Cuando llegó al cielo San Pedro le preguntó qué había ocurrido, José le informó de la falla y le pidió que arreglara su mesita. San Pedro le dijo que no podía hacerlo, pero que en lugar de la mesita le daría un cordero. Al oír esto, José le explicó que el cordero sólo podría alimentarlo unos días pero que luego no tendría qué comer. San Pedro le dijo que el cordero no era para que lo mate y se lo coma sino que este arrojaría por su boca todo tipo de riquezas, y con esas riquezas él podría comprar todo lo que quisiera. Sólo diciéndole: “corderito, corderito muéstrame la virtud que Dios te ha dado”.
José volvió a su casa con el corderito, y a pesar de lo ocurrido anteriormente, hizo lo mismo cuando el domingo llegó. Fue donde sus hermanos y les pidió que cuidaran de él, recalcándoles que no deberían decirle: “corderito, corderito muéstrame la virtud que Dios te ha dado”. Como era de esperarse, Luis hizo un nuevo intercambio después de darse cuenta que aquel corderito arrojaba cualquier cantidad de tesoros, logrando que José se llevara, nuevamente, lo que no era suyo.
Cuando José necesitó dinero para comprar comida, acudió a su corderito, el cual no hacía nada más que ser un cordero como cualquier otro. Al notar el imperfecto en éste, José subió otra vez al cielo y le pidió a San Pedro que le cambiara el corderito por otro regalo que no se malograra tan rápido como los dos que ya le había dado.
San Pedro le dijo que no se preocupara y que aún le quedaba un último regalo para él, sacó tres varillas y se las dio, le dijo que para ver lo que hacían solo tenía que decir “varillitas, varillitas, muéstrenme la virtud que Dios les ha dado” y si quería que se detengan, debía decir “varillitas, varillitas, deténganse por la virtud que Dios les ha dado”
José, curioso por saber lo que las varillitas hacían, llegó a su casa y dijo: “varillitas, varillitas, muéstrenme la virtud que Dios les ha dado” y las tres varillas le empezaron a pegar como nadie antes lo había hecho.
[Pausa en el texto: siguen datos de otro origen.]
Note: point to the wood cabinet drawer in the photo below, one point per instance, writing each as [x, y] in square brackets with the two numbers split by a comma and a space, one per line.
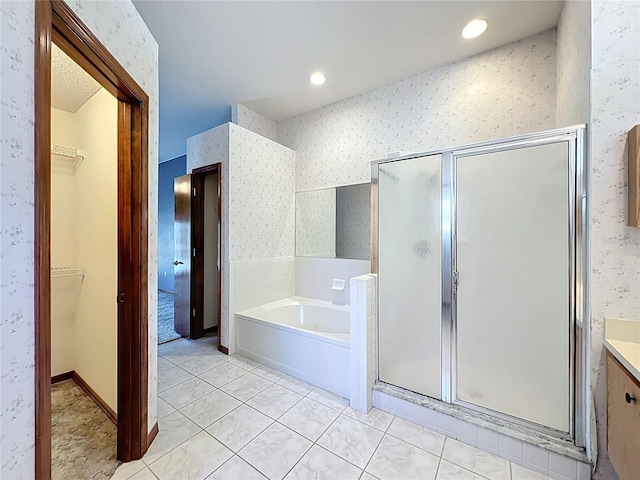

José desesperado y adolorido, gritó: “varillitas, varillitas, deténganse por la virtud que Dios les ha dado” y éstas se detuvieron. Pero él no podía entender por qué San Pedro le dio esas varillas, por qué quería que lo golpearan. Así que decidió subir y preguntárselo personalmente.
Al llegar, San Pedro le explicó por qué lo había hecho, le contó que Luis, con ayuda de Horacio, le había cambiado la mesita y el corderito que él le dio, por una mesa y un cordero comunes y corrientes. Le explicó que sólo quería darle una lección para que otra vez no diga más cosas de lo que debe. José entendió la postura de San Pedro, le agradeció y como último favor le pidió que le regale las tres varillitas. Favor que desde luego, San Pedro le cumplió.
Cuando llegó el domingo, José fue donde sus hermanos y les encargó las varillas, mientras él iba a misa, diciéndoles que no vayan a decir: “varillitas, varillitas, muéstrenme la virtud que Dios les ha dado”, pero no les dijo cómo pararlas. Así que cuando los hermanos pronunciaron estas palabras, las varillas empezaron a golpearlos.
Cuando José salió de misa, les dijo que haría que se detuvieran, sólo si ellos prometían que nunca volverían a mentir ni a aprovecharse de la gente. A Luis y Horacio, no les quedó más remedio que aceptar y cumplir su promesa, fue así que aprendieron una lección que no se les olvidará nunca. O por lo menos, no hasta que sus cicatrices se borren completamente.